Maike Schönfeld: Ein großer Vorteil des Programms ist, dass es einen festen Träger hat, der sich um die Kommunikation, Administration und Qualitätssicherung kümmert. So können sich die Partner:innen auf ihre Kernaufgaben konzentrieren. Und es ist als Programm dauerhaft und fortlaufend angelegt, eben kein Projekt. Die Beteiligten haben Zeit und damit auch eine höhere Motivation, einander kennenzulernen und gemeinsam Pläne zu machen. Der größte Profiteur aber sind die Kinder.
Tobias Öchsle: Die verpflichtenden Fortbildungen sind ein echter Gewinn. Unsere Lehrkräfte können dort Fragen stellen, die sie etwa im pädagogischen Bereich haben, und können hier viel für ihre Arbeit nutzen.

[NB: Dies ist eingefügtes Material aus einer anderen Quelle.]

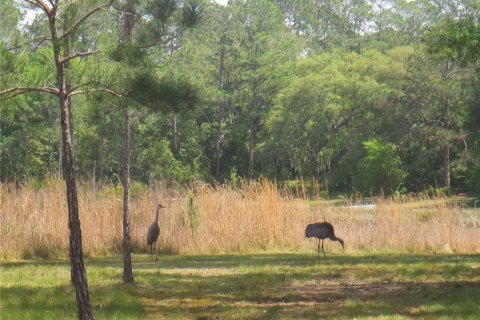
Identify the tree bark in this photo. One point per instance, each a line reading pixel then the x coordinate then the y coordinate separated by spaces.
pixel 446 166
pixel 78 274
pixel 255 120
pixel 126 37
pixel 127 260
pixel 174 135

Die Schullehrkräfte wiederum nehmen oftmals von unseren Dozierenden Ideen, etwa für die Gestaltung ihrer Projektwochen, mit.
Den Kindern viel mehr zutrauen
Wie nehmen die teilnehmenden Kinder das Programm wahr?
Maike Schönfeld: Die Kinder nehmen mit großer Begeisterung am „Klasse:Kunst“-Unterricht teil. Sie merken sehr genau, dass der Unterricht besonders ist, dass sie sich entfalten dürfen, dass sie selbst gefragt sind. An den Schulen werden Jahresausstellungen organisiert, alle zwei Jahre gibt es eine große Gesamtausstellung aller teilnehmenden Schulen. Das hat eine große Wirkung auf die Kinder. Mittlerweile erleben die Kinder das Programm als festen Bestandteil ihrer Schule und freuen sich, wenn sie selbst eine "Klasse:Kunst"-Klasse werden.
Tobias Öchsle: Eine unserer Dozentinnen hat in einem Upcycling-Projekt im Rahmen von „Klasse:Kunst“ unter anderem mit Heißkleber gearbeitet – in der ersten Klasse nicht selbstverständlich. Am Ende hat alles sehr gut funktioniert, die Ergebnisse waren toll und alle stolz auf ihre Werke. Dass man den Kindern viel mehr zutraut, gefällt mir besonders an dem Programm.